Coyote's Mate(61)

Touching her was like a drug. Hell, it pumped a drug straight into his system, if one wanted to consider the mating hormone. She kept him hard and ready for her. She stayed in his thoughts, and lingered around him like a dream he couldn’t escape. One he didn’t want to escape unless he escaped in her arms.

Damn, he should have stolen that last kiss, he thought.

“You’re not going to believe this.”

His eyes opened as Brim stalked into the room, his expression a mask of disbelief but not of danger.

“Bet me,” Del-Rey said and yawned.

Brim moved to the monitor on the wall, picked up the remote and flipped it on.

“Security recordings,” he announced. “Watch this.”

Del-Rey leveled himself up and watched. And watched. A sense of triumph, of satisfaction, sizzled within him at the knowledge that the coya had taken her place.

From the moment she was rushed into Base, she took over like a little general. He could see her in the circle of Breeds, their backs turned to her as she quickly shed her dress and dressed in jeans.

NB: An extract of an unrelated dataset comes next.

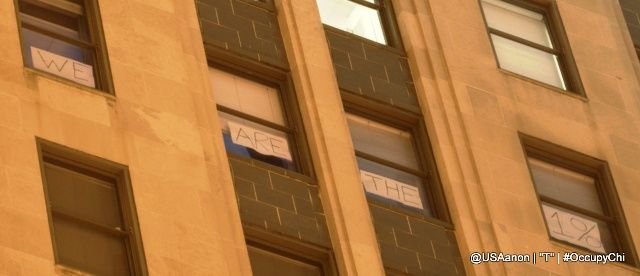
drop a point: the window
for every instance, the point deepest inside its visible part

She handled Communications and Security as though she had been born to it. Which, in essence, perhaps she had been. Her father had been a whiz at the labs. Rumor was, Petrov Kobrin as well as his deceased wife were geniuses in their field. One of the reasons Del-Rey had planned their escape so exactingly. And still he had been surprised that so many of them had escaped. Petrov almost had a sixth sense for escape attempts.

As he watched, he saw echoes of her father, saw the intelligence in her eyes, the composed features and the confidence she had seemed to have lost in the weeks after he kidnapped her.

She wasn’t a woman-child any longer. She was a full-grown woman and taking her place. Her voice snapped and Coyote Breeds came to attention. She didn’t harass or harangue; rather, her tone was filled with command.

That added to the fact that she was the coya, the alpha in charge when he was away, and she had done what even Brim had been unable to do—instilled a sense of discipline in them while he was away.

She wasn’t bitchy, she wasn’t confrontational; she was confident, assured. She knew what the hell was needed and she was putting it into effect.

And it made him hard. He was as stiff as a board, and he could feel the fever working inside him, the need that crashed into his system and came close to stealing his breath as he watched her. Those brilliant eyes cool and focused, her expression composed, an aura of command settling on her shoulders as it had in those labs when she ran the administration wing like a young general.

“Son of a bitch,” Del-Rey muttered.

“She knows Sofia’s here too. She has her barred from Command, Security and proprietary areas.”

Del-Rey lifted his head with a sense of foreboding.

“She knows Sofia was given asylum?”

“She knows.”

Did she throw her out? Had Emma or Ashley killed Sofia?

Admittedly, the woman he had once considered a friend was becoming an irritant with her determination to get back into his bed.

“Hell.” He leaned his head back on the pillows and stared up at the ceiling. “Where is Anya now?”

Hopefully far away from him, because if he saw her, if he smelled her, he was going to f**k her. It was that simple.

“Looks like she’s in Communications at the moment.” Something in Brim’s voice warned him.

Del-Rey lifted his head again.

“She seems to have several of your pack leaders in attendance over that issue we’ve trying to resolve with team participation.” Amusement filled his tone. “Our teams, one and two, are working like the good little puppies they are. The rest, it would appear, are being shifted and sorted as any good little general would shift and sort them. So, you going to go play with her?”

Del-Rey snorted. “I’m going to sleep. Let her play. She’s damned good at it while I’m on mission. Maybe I’ll get some rest this time.”

If she was running Base as he knew she could, then he could tell Jonas to shove mission status, and Del-Rey and Brim could take their place in training the Coyote Breed soldiers more effectively and getting them into enforcer status.

That was a priority he had left the other pack leaders in charge of. Unfortunately, they weren’t as well trained themselves as they could have been. They were killers, not investigators or interrogators. Making that switch wasn’t as easy as it could have been if Del-Rey and Brim had been on base to train them.